The Commission said that it recognized that three months ahead of the intended implementation date, several global partners had repeatedly expressed concerns about their state of preparedness, and the state of preparations amongst stakeholders in Europe is also uneven.
“The extension proposal in no way puts into question the objectives or the substance of the law, as agreed by the EU co-legislators,” according to the Commission.
The Commission also published the principles of the methodology it will apply to the EUDR benchmarking exercise, serving to classify countries as low, standard, or high risk, and noted that a large majority of countries worldwide will be classified as low risk, allowing more focus where deforestation challenges are more acute.

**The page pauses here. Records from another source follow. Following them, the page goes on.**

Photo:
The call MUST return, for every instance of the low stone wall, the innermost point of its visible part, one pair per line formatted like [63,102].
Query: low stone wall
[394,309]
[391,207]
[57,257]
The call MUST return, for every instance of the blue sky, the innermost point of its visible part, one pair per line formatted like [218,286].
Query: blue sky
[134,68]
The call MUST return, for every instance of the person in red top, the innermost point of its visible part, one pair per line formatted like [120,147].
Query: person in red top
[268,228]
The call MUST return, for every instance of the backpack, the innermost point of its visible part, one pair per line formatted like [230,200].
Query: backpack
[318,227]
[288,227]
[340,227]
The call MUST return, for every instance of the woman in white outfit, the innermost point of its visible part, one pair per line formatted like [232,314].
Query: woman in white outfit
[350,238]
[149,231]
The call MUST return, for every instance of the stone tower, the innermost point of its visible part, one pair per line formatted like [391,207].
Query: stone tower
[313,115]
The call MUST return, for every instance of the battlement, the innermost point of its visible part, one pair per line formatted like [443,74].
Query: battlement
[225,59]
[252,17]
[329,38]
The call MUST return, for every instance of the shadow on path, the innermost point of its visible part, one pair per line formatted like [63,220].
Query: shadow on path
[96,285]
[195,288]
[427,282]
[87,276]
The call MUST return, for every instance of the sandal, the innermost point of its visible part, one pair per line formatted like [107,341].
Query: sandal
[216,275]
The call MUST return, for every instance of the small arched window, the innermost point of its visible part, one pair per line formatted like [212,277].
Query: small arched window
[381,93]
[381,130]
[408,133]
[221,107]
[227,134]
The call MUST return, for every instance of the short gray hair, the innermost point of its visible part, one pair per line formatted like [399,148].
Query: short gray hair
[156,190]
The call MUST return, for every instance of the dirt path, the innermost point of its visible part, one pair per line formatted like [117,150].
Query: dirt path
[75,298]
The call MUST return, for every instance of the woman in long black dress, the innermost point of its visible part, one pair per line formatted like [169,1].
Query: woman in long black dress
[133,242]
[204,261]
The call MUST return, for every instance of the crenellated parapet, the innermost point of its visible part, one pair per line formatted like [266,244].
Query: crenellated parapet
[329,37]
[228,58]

The EU Deforestation Regulation aims to ensure that a set of key goods placed on the EU market will no longer contribute to deforestation and forest degradation in the EU and elsewhere in the world, and claims that deforestation and forest degradation are important drivers of climate change and biodiversity loss.
The implementation delay comes not longer after 73 members of the U.S. House of Representatives wrote a letter to President Joe Biden to appeal the European Union’s deforestation regulations, which they claim will hurt the entire forestry supply chain in the U.S. The legislators called on Biden to request a two-year delay; that that many U.S. producers still lack clarity on specific data requirements, data input systems, and underlying definitions “that will affect the entire U.S. forestry supply line. Without more time for implementation, billions of dollars of trade are at stake. Forest product exports from the U.S. to the EU are valued at over $3.5 billion USD. Without legal certainty that U.S. producers can place products on the EU market according to EUDR compliance requirements, significant trade disruptions will results. The inability to ship to the EU will have cascading negative economic impacts, including devaluing U.S timberlands and U.S. manufacturing job losses. The United States is a global leader in modern sustainable forest management, and we are deeply concerned that well-intentioned regulations from Europe will disincentivize the huge investments U.S. forest owners have made in the long-term health and sustainability of our forest resources.”
The EU has said one of the driving factors behind deforestation is the production of coffee, soy, palm, oil, cocoa, cattle, wood, and rubber. Under the new rules, products made from these commodities must not have come from recently cleared forest lands and must not have contributed to forest degradation.
A representative of a Southeastern U.S. veneer manufacturer and timberlands owner says one major aspect of the EUDR is that it prohibits the conversion of forestland to agricultural land and places restrictions on certain types of forest-to-forest conversions. Additionally, the regulations are unclear regarding timber from naturally regenerated forests.
“To comply with the EUDR, companies and landowners must conduct rigorous due diligence to trace the origin of goods and prove compliance with strict deforestation-free standards. While the intent is to promote sustainable supply chains, the regulations could have unintended consequences. Although these regulations are European, they directly impact pulp, paper, and forest products industries, as well as landowners. In order to access European markets, Alabama companies will be forced to comply with these stringent regulations, effectively transferring control over land management decisions to the EU. This compliance requirement places an undue burden on landowners, who may be forced to adhere to EU standards or lose the ability to sell their timber and other products.”